The National Association of Corporate Directors (NACD) released its 2018–2019 NACD Private Company Governance Survey Report, an annual survey that reveals current trends and common board governance practices among private company board directors across the country. The report, which breaks out specific findings for boards of family-owned and private equity-owned companies, also includes comprehensive director compensation data for private companies.
On the list of top concerns for private company directors participating in the 2018–2019 survey are talent deficits, business-model disruption, and lack of cyber-risk preparedness. The report offers insights into critical board priorities; current board practices for oversight of cyber risk, organizational culture, and CEO succession planning; private company director compensation; and the cadence and structure of annual board agendas.
“This report serves as a valuable resource for boards who are seeking affirmation that their governance practices are effective, fit for purpose, and clearly communicated to stakeholders,” said Peter Gleason, president and CEO of NACD.
Outlined below are highlights from the report’s key findings.
Talent Deficits, Business Disruption, and Regulatory Uncertainty Are Top Risks:
- Key talent deficits topped the list of risks that private company directors report will impact their organization in 2019. This is the third consecutive year that it has placed in the top three risks, and this is likely driven by the competition many private companies face for highly skilled talent.
- Business-model disruptions and changes in the regulatory environment followed talent on this year’s list.

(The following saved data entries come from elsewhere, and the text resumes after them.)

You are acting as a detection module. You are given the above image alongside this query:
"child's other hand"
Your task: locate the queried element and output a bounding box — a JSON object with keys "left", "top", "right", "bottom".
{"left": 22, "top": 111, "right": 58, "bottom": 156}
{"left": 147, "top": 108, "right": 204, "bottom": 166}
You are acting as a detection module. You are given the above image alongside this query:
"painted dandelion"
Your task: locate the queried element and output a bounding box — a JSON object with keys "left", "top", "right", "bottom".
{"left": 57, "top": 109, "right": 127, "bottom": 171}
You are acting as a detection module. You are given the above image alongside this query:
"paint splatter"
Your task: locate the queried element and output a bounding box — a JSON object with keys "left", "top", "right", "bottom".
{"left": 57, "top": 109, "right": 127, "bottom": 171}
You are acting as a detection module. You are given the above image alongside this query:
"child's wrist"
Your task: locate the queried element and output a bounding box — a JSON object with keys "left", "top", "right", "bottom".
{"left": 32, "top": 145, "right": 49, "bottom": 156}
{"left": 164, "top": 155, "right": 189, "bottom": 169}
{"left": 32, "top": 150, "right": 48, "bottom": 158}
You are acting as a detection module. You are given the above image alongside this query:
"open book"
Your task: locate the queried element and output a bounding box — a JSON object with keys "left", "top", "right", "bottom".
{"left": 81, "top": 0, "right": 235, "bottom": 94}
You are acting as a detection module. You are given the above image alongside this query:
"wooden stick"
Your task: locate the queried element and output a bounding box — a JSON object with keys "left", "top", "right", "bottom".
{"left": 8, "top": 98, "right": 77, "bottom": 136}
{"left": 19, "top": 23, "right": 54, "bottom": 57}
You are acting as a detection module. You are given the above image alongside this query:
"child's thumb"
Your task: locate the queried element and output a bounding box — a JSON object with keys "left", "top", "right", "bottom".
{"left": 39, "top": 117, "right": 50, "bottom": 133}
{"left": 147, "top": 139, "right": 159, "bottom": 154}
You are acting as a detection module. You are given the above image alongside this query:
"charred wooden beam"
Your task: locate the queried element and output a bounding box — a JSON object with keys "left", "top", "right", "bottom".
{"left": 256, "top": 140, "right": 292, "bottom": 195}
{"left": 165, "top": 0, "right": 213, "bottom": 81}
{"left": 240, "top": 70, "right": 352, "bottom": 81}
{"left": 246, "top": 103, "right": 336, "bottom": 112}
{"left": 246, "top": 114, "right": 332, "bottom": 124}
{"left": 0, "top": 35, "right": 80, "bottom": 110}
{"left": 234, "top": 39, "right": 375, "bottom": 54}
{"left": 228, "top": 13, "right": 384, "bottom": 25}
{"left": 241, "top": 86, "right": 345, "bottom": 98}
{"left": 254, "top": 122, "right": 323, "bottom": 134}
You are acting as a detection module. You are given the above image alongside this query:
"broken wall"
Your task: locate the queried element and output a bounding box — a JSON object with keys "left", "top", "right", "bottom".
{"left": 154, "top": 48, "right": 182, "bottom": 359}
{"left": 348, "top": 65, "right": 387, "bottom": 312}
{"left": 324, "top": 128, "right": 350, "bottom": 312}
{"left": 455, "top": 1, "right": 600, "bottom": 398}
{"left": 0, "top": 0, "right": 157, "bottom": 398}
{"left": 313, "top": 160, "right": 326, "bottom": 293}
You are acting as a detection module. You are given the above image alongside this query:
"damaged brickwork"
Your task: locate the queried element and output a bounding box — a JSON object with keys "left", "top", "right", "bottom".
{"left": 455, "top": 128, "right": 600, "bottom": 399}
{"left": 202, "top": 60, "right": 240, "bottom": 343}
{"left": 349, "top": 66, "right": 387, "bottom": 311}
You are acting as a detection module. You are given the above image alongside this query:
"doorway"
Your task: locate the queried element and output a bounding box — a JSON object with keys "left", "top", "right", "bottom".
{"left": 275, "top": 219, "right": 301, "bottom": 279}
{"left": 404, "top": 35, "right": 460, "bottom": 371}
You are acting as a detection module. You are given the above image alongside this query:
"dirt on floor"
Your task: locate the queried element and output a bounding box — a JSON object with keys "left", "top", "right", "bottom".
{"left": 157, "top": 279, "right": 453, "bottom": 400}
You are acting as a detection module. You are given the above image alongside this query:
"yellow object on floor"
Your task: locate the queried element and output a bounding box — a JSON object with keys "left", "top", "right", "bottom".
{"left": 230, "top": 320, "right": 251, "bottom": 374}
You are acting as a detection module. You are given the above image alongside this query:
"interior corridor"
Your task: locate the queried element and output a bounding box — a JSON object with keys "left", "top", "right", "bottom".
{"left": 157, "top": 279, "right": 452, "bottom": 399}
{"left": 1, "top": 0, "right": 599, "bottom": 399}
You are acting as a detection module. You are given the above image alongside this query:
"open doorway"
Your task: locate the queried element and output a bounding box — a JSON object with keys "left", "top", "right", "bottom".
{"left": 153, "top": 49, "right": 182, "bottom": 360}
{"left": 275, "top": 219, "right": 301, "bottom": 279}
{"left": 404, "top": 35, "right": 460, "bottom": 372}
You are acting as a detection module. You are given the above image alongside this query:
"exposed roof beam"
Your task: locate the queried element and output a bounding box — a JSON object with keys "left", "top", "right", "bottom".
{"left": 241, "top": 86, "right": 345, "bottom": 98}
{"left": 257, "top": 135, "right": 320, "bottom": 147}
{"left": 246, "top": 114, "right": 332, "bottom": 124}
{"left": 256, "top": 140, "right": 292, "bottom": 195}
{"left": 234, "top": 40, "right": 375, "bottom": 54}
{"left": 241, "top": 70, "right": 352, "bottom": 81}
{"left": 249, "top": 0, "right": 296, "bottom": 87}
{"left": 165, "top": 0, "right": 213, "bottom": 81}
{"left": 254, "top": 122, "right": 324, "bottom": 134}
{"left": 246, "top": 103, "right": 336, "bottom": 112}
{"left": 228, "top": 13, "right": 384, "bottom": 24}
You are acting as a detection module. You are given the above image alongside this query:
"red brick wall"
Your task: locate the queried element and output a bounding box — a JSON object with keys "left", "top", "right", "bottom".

These forces are often interconnected and difficult for management to control, making anticipating their impact on company performance a challenge.
Cyber Risk Remains a Concern:
- Although directors indicate that they have received improved cyber-risk reporting from management over the last two years, more than half of respondents are not confident that they understand cyber risk well enough to deliver effective board oversight.
- Nearly the same percentage lacks confidence that their organization is properly secured against a cyberattack.
Priorities for Improvement Include Strategy Oversight and Stronger Dialogue With Management:
- The priority areas for board improvement over the next 12 months center on enhanced oversight of strategy development and execution, as well as on strengthening the boardroom’s dialogue with management.
- Eighty percent of directors indicate that their boards need to improve their understanding of new risks and opportunities—perhaps not a surprising finding in this fast-changing business landscape.
Technology Is Seen as a Disrupter and as an Enabler:
- Disruptive technologies such as artificial intelligence, automation, and the Internet of Things present both risks and opportunities for many organizations. For many of these technologies, directors see more upside than downside risk.
- Artificial intelligence is seen by private company directors as the biggest business enabler.
Understanding of Corporate Culture Has Improved:
- Board understanding of the corporate culture below the executive ranks has improved over the last year. Private company boards report a strong understanding of the tone at the top and have strengthened their understanding of the health of the culture at all levels of the organization, although there remains significant room for improvement in the board’s ability to assess the culture at the middle and lower tiers of the organization.
CEO Succession Planning Is Improving:
- Private company boards indicate that they are strengthening their CEO succession planning practices. Both long-term succession planning and planning for an emergency transition are more common board activities this year as compared to last year.
Private Company Boards Have Been Slower to Improve Diversity Than Have Public Companies:
- Just one-third of private companies have concrete goals to diversify their board’s composition, and most who do so seek to expand their board’s cognitive diversity: the range of mind-sets and experiences of directors. Many organizations report the lack of an open board seat and difficulty in finding the right skills as top barriers to advancing board diversity.
Private Company Board Agendas Are Stretched and Still Growing:
- Private company boards report stretched agendas that are dominated by recurring, mostly short-term issues. Strategic discussions about disruptive technologies and the performance of the board as a whole are often crowded out.
Directors Rely Heavily on Information From Management:
- Private company directors spend proportionately more time with management than their public company peers. While frequent dialogue with management is important, directors should be careful to balance management’s information with external perspectives that can help them to challenge management’s perspective where appropriate.
Little Progress Has Been Made on the Use of Self-Evaluations:
- While director onboarding has become more common over the last two years, respondents cite little progress in the use of board self-evaluations to address performance issues or in the adoption of term-limiting mechanisms to help ensure the right board composition.
The 2018–2019 NACD Private Company Governance Survey Report details responses to more than 80 survey questions from 218 private company directors conducted between June and August 2018. Findings from our 2018–2019 NACD Public Company Governance Survey are published separately.